Use of Nested Certificates for Efficient Dynamic, and Trust Preserving Public Key Infrastructure

Levi, A., Caglayan, M.U., & Koc, Cetin K. (2004). Use of Nested Certificates for Efficient Dynamic, and Trust Preserving Public Key Infrastructure. ACM Transactions on Information Security and System Security, 7, 21-59. Retrieved September 13, 2006, from The ACM Digital Library database.

The purpose of this article is to present the Nested Public Key Infrastructure (NPKI) model, an alternative to the existing Public Key Infrastructure (PKI). NPKI improves on PKI by providing a more efficient method for verifying certificates for public key distribution.
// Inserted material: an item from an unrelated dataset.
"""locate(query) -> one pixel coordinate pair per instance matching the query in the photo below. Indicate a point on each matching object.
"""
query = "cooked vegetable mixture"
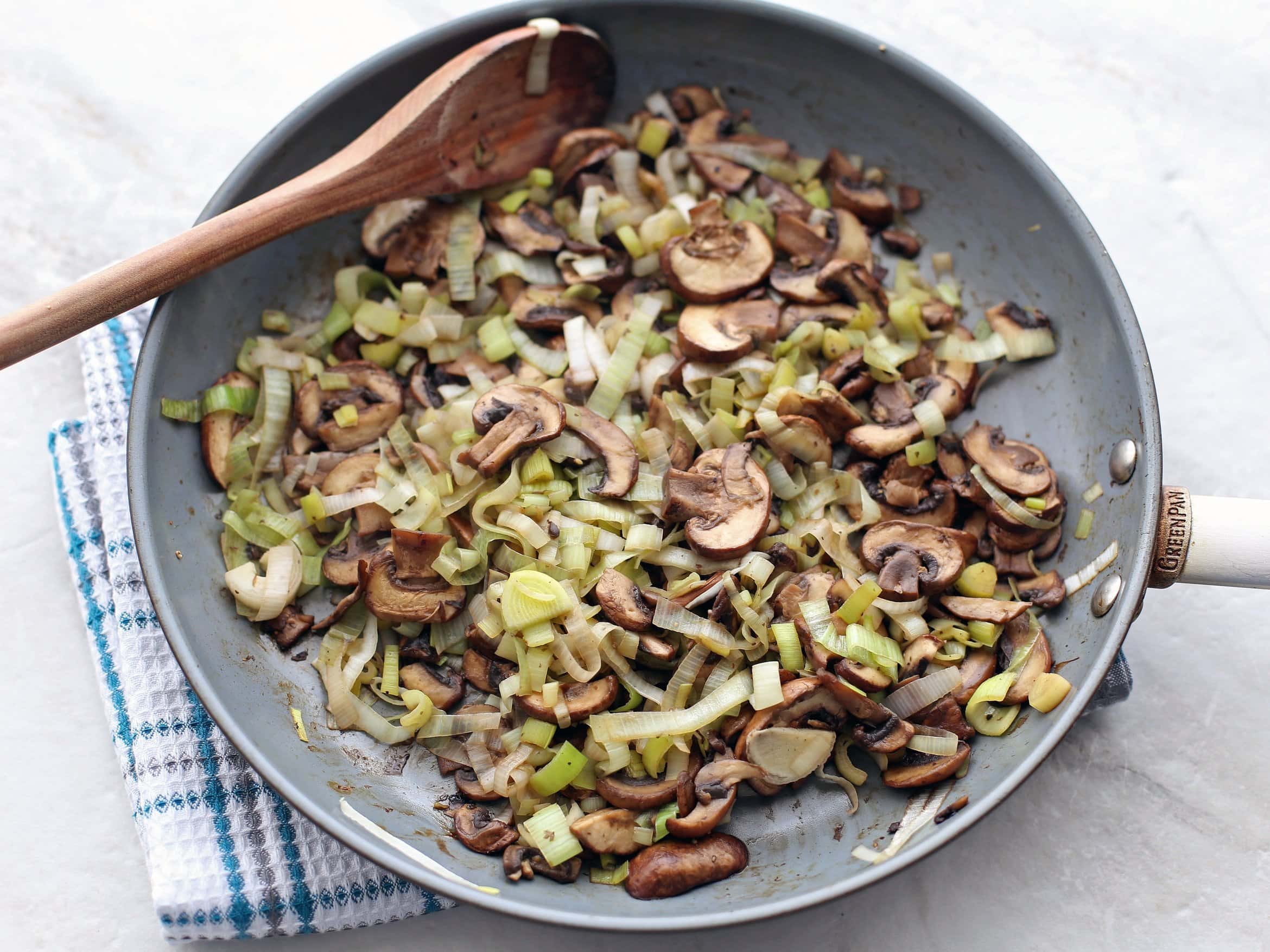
(636, 482)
A PKI is a certificate network designed to enable verifiers to find the right public key for a user by following a path of certificates. Certificates are digitally signed bindings between a public key and attributes such as a name, e-mail address, URL or authorization of the owner. They are issued by trusted Certification Authorities (CAs). A verifier uses a certificate by verifying the digital signature of the CA over the certificate and then locating the public key for the user. In PKI, since there are several CAs and a verifier does not know the public key for each, a verifier, in order to get a public key, needs to take and verify a certificate path in order to locate the public key it is seeking. In doing so, it must verify each certificate along the way to find the public key of the next CA, and the CA’s public key is then used to verify the next certificate. The verifier must trust all CAs in the chain.

In order to avoid having to verify each certificate along a path just to locate a single public key, the authors proposed a new PKI, nested-certificate-based PKI (NPKI). NPKI utilizes nested certifications which are basically certificates for other certificates and can be used to determine certificate paths. In NPKI, both classical and nested certificates can be used together. Certification Authorities (CA’s) distribute nested certificates instead of the certificates given their children in the PKI allowing PKI to transition into NPKI. In this way, classical certificate paths are made into nested certificate paths without wrecking trust relationships or topology already in place. In practice, NPKI provides nested certificate paths in which the first certificate is verified cryptographically and the others by fast hashing thus increasing verification speed.

In order to improve verification time, many nested certificates must be issued resulting in a trade off between improvement in verifying and the overhead in nested certificate issuing. This trade off was studied by the authors with a generic balanced tree PKI model. It was seen that, although not distributed uniformly, for a 4-level, 20-ary tree shaped PKI, the average verification was sped up to between 2.41 and 2.50 times faster while the number of certificates increased by 3.85 times. The authors also noted that since nested certificates are not for users but for other certificates, the rules for revoking them are different. They propose that two or possibly even one revoking tool is enough for nested certification paths. As such, NPKI is better than PKI in certificate revocation.
Also, nested certificate paths are quick enough to be verifiable by wireless users.